Calming your mind and body
People have been using the breath to influence their physical and emotional state for 8,000 years. Only recently has science begun to unravel how the breath affects the body and the mind. Research has shown that regular breath work can reduce anxiety, stress, and depression by calming our sympathetic nervous system in a variety of ways that also affect the brain, the heart, and the digestive system in a positive way.
When we become anxious, worried, or hurried, one of the first things that often happens is that our breathing becomes shallow and constricted. Constricted breathing leads to fatigue and discomfort, which reduces our ability to cope with the challenges of life. It is helpful to try to relax as soon as we become aware of tension or anxiety.

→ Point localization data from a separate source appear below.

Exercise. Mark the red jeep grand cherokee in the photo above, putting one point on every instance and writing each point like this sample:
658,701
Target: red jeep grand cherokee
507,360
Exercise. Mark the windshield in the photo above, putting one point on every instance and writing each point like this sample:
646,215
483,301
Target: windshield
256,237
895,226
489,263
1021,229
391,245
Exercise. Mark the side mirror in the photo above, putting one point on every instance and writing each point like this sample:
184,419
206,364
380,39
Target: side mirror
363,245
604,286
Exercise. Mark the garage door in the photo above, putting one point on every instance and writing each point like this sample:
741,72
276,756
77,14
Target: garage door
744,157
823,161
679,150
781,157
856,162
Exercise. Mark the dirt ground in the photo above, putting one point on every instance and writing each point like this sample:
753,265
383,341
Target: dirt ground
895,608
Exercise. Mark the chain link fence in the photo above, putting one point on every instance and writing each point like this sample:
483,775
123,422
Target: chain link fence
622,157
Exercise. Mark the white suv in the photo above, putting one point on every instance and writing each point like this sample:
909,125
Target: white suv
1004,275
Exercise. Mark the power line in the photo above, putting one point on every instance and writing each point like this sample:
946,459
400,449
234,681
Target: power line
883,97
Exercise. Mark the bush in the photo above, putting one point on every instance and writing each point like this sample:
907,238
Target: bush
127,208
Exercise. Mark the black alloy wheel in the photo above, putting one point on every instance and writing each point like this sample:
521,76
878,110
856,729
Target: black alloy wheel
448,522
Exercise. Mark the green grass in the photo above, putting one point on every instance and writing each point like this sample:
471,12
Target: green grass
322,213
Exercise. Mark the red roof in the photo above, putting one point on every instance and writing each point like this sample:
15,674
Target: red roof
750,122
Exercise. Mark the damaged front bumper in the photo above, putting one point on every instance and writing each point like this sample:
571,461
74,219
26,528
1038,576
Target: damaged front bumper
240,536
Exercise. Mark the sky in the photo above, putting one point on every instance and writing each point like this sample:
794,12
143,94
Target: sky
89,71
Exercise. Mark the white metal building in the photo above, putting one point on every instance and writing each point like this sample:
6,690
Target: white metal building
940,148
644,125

There are few times when we cannot do relaxation breathing; it is a powerful tool that is always available to us.
To practice relaxation breathing:
Sit in a comfortable position with your hand resting on your belly.

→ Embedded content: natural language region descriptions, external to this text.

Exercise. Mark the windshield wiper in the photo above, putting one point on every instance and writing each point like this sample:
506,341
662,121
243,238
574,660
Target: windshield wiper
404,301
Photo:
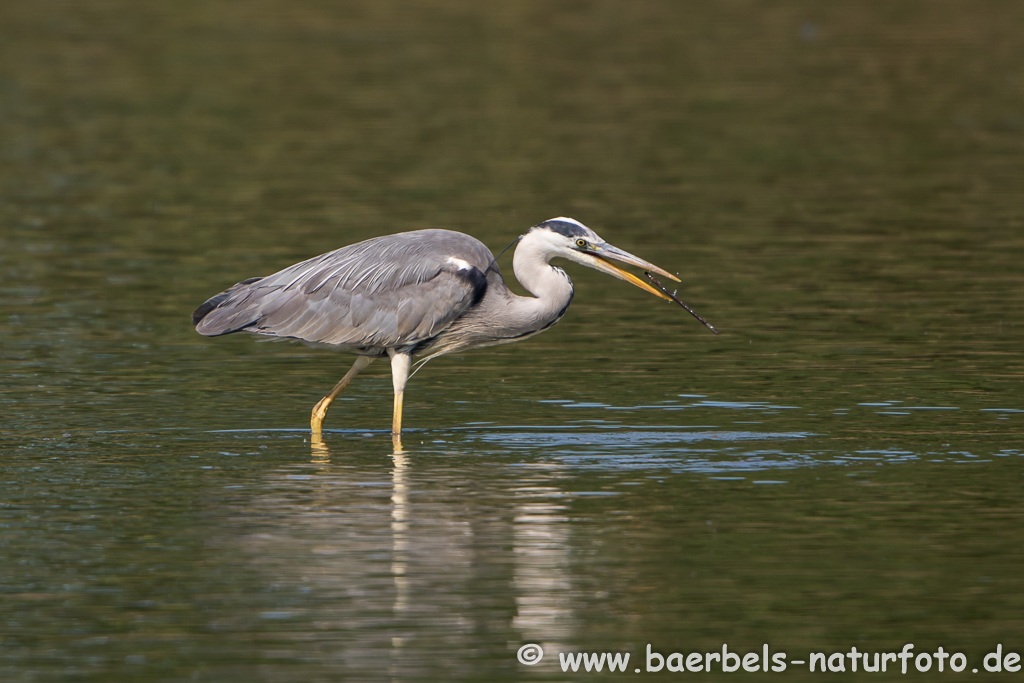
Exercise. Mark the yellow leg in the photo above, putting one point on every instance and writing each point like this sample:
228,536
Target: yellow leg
400,364
320,410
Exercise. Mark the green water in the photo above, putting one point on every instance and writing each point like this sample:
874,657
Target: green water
839,185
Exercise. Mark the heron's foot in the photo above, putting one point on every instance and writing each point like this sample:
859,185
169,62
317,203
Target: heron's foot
316,417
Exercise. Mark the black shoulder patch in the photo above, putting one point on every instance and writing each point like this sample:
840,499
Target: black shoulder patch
474,279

Slowly breathe in for a count of six
Relax your belly, and let it move out as you slowly breathe in.
This allows the diaphragm, the sheet of muscle between the chest and abdomen, to lower and make room for the lungs to expand fully.
Pause, and slowly breathe out for a count of six.
Pause again, and repeat the slow breaths in and out for six to ten breaths.
If you are tired, return to normal breathing. If you still feel tense, repeat as needed. This slow, deep breathing will calm your sympathetic nervous system, allow you to go through your day in a calmer way with more energy, and help you to sleep better. You can also do this breathing if you are wakeful at night.